Le constructeur automobile français Renault annonce le déploiement de 350 robots humanoïdes Calvin-40 sur ses lignes de production au cours des 18 prochains mois. Développés en partenariat avec Wandercraft, ces robots sont déjà opérationnels à l’usine de Douai pour transporter des pneus sur la chaîne d’assemblage de la Renault 5 électrique. Ce programme, présenté lors de l’événement stratégique « futuREady » le 10 mars, s’inscrit dans une feuille de route opérationnelle visant à réduire de 30% les heures de production par véhicule d’ici cinq ans.

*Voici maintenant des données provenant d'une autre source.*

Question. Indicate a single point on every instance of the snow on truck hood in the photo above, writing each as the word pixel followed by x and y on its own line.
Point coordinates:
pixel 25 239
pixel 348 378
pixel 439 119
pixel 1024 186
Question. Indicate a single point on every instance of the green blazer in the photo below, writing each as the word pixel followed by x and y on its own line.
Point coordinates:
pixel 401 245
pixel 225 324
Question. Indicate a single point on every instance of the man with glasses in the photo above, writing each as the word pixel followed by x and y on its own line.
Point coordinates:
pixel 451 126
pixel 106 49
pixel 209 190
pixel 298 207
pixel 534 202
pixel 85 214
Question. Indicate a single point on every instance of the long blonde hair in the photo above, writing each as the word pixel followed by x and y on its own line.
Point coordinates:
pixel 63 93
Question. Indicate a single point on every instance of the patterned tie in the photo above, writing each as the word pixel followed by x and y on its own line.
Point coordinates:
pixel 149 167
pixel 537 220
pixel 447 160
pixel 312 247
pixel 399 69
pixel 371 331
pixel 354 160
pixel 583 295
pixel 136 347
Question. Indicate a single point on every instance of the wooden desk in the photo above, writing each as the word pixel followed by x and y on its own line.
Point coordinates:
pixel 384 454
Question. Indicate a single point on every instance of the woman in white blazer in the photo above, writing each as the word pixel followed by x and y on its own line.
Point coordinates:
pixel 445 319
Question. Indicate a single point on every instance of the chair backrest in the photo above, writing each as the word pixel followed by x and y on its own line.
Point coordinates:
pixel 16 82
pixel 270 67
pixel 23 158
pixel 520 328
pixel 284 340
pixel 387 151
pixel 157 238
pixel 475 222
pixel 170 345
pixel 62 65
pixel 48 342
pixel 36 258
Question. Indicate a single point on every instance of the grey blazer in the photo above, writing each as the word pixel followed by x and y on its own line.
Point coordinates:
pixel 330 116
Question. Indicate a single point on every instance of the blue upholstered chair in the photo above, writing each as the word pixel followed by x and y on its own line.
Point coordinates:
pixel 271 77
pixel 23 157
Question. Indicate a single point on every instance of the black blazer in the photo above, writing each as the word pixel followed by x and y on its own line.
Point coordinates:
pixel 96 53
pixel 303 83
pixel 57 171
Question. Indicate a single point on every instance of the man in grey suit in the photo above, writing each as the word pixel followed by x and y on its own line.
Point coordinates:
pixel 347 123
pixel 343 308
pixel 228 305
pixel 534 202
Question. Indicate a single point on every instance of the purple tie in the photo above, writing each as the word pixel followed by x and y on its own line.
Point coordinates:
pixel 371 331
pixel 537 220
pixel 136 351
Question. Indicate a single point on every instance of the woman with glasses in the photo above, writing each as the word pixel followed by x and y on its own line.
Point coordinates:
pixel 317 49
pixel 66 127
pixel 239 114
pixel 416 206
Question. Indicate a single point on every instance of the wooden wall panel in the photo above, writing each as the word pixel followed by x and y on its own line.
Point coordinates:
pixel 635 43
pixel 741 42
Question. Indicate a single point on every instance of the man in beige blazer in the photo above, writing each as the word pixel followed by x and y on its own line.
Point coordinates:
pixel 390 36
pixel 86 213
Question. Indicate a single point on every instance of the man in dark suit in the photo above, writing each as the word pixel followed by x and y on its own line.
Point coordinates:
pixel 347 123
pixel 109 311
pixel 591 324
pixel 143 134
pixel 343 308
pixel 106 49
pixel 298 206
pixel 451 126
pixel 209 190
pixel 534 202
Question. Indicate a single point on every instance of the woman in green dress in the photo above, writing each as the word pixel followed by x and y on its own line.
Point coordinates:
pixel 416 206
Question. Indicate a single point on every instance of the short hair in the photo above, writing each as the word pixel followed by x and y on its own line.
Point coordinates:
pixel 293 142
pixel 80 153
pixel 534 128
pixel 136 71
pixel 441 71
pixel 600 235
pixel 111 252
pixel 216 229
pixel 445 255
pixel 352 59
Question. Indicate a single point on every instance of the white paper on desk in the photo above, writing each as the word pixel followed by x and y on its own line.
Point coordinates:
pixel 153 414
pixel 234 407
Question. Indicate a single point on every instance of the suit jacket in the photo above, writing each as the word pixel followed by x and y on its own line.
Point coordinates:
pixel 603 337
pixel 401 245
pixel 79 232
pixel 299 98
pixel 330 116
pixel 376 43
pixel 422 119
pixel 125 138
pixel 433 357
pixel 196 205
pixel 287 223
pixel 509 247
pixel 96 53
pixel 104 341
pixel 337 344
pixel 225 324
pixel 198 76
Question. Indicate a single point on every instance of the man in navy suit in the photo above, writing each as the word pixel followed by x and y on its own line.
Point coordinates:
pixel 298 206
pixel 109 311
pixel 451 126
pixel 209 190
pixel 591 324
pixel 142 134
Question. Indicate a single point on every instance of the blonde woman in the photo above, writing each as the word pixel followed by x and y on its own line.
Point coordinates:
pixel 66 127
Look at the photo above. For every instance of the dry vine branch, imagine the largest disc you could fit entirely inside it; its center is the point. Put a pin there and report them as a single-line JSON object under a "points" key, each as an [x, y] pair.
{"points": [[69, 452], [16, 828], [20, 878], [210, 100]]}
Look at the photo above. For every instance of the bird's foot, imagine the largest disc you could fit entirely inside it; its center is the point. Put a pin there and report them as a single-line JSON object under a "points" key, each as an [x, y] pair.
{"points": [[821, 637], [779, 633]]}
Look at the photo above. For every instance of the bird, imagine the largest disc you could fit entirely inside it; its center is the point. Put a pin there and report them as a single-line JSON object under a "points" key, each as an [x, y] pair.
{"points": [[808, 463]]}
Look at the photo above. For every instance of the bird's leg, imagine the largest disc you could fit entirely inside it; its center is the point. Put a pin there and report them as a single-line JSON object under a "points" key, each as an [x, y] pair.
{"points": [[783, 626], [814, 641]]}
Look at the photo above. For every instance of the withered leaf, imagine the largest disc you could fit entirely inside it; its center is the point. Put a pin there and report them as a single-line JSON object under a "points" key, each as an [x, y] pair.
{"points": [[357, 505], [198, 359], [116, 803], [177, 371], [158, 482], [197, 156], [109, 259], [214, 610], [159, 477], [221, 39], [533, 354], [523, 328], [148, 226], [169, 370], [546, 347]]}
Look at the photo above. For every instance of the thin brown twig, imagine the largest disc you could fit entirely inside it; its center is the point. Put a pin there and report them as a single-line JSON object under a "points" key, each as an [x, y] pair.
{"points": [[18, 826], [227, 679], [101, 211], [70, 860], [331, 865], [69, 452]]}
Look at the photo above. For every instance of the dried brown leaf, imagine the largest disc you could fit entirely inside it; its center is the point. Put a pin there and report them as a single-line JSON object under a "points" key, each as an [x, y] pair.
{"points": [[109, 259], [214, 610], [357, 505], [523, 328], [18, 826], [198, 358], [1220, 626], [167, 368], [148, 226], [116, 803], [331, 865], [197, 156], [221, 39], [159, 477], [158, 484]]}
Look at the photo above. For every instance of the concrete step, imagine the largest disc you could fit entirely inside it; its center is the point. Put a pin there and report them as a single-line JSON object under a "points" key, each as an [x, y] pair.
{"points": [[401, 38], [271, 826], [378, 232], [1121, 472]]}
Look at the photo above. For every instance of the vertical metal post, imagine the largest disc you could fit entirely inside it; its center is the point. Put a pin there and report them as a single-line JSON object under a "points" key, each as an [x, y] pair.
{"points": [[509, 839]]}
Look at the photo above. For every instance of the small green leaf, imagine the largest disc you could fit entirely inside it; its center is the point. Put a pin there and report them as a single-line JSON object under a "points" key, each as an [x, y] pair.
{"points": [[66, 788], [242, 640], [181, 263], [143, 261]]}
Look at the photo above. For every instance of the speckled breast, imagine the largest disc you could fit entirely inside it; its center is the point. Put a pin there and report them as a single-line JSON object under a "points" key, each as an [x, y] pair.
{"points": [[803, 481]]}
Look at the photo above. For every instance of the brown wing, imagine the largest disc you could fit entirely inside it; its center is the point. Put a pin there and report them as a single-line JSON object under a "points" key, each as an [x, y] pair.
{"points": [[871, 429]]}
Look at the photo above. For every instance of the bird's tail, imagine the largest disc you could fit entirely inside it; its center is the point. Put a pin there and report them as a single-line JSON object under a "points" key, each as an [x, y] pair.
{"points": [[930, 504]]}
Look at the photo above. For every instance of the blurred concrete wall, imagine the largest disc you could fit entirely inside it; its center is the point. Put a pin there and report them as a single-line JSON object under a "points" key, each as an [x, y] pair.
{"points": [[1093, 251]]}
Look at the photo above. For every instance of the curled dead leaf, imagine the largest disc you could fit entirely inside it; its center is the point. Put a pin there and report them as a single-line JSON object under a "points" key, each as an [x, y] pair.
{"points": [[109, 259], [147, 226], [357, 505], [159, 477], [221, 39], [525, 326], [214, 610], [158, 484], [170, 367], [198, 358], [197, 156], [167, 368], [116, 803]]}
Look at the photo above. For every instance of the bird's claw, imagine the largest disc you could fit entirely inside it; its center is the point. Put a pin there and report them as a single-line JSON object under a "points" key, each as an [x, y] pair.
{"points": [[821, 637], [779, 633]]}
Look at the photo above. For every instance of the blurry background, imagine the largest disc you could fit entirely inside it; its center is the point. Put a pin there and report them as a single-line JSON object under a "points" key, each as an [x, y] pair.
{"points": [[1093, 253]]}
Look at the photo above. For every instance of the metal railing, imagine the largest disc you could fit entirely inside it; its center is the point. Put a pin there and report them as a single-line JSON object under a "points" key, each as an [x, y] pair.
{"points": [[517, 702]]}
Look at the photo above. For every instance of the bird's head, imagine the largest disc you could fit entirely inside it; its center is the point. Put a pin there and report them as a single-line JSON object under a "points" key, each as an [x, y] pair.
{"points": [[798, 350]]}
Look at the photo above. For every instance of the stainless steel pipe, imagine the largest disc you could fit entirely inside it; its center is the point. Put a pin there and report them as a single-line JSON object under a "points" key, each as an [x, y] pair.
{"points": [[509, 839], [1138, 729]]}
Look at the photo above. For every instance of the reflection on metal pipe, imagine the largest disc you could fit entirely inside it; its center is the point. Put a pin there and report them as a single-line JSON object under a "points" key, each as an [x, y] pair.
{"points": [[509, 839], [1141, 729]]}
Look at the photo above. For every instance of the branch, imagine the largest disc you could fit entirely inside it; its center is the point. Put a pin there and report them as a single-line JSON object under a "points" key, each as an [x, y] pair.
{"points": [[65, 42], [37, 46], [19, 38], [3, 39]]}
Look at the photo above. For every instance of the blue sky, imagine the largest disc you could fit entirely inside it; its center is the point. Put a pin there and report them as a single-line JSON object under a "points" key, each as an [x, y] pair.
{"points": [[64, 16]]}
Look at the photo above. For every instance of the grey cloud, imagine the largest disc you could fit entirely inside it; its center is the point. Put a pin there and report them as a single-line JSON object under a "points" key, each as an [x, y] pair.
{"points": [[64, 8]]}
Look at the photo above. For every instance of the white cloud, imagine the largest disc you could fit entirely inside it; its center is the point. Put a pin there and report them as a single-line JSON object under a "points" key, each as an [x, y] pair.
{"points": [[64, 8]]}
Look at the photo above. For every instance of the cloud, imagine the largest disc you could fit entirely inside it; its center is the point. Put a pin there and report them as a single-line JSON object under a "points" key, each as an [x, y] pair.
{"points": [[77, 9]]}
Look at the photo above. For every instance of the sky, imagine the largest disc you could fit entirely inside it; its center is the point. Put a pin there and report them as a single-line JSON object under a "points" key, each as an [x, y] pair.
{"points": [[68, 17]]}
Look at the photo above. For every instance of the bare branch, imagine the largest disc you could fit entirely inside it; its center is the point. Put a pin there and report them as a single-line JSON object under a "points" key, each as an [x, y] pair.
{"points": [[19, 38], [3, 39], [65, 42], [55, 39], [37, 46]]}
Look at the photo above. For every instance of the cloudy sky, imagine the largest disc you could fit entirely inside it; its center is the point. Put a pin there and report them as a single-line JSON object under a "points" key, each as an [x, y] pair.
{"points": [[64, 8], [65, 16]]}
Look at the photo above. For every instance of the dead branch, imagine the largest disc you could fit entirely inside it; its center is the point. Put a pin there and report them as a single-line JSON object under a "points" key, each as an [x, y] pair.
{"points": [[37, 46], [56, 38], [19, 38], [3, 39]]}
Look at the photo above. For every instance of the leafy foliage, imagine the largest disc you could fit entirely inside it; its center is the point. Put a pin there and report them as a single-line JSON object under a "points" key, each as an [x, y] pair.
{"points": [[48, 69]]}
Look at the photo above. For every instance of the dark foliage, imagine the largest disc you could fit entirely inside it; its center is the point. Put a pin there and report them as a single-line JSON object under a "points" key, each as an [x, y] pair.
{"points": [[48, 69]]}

Dans l’usine Renault de Douai, au nord de la France, une nouvelle génération de travailleurs silencieux s’affaire déjà sur les lignes de production. Le Calvin-40, fruit d’une collaboration entre le constructeur automobile et la société française Wandercraft, représente une approche pragmatique de la robotique industrielle. Contrairement aux humanoïdes spectaculaires présentés dans les salons professionnels, cette machine se concentre sur l’exécution de tâches spécifiques, sans prétention à l’intelligence généraliste.
Une philosophie industrielle distincte
Lors de la présentation de sa feuille de route opérationnelle jusqu’en 2030, le PDG François Provost a marqué une différence nette avec les stratégies de certains concurrents. « Beaucoup d’entreprises utilisent des humanoïdes pour faire de l’affichage au Consumer Electronics Show », a-t-il déclaré. « Nous, nous préférons les mettre sur la chaîne. »
Le Calvin-40 symbole cette nouvelle philosophie par son design fonctionnel. Dépourvu de tête et de mains sophistiquées, il se compose d’un torse monté sur deux jambes, équipé de bras circulaires capables de soulever jusqu’à 40 kilogrammes. Sa conception permet des centaines de manipulations par poste de travail sans fatigue mécanique. Une caméra positionnée au niveau de la taille lui offre une vision de son environnement, tandis que des indicateurs lumineux signalent son état opérationnel.
Un développement rapide et ciblé
L’origine médicale de Wandercraft, spécialisée initialement dans les exosquelettes, a influencé le développement du robot. La version actuelle a été conçue en seulement quarante jours, suivis de six mois d’entraînement par intelligence artificielle pour optimiser sa vitesse d’exécution. L’investissement de 75 millions de dollars effectué par Renault en juin 2025 pour acquérir une participation minoritaire dans Wandercraft a accéléré ce programme.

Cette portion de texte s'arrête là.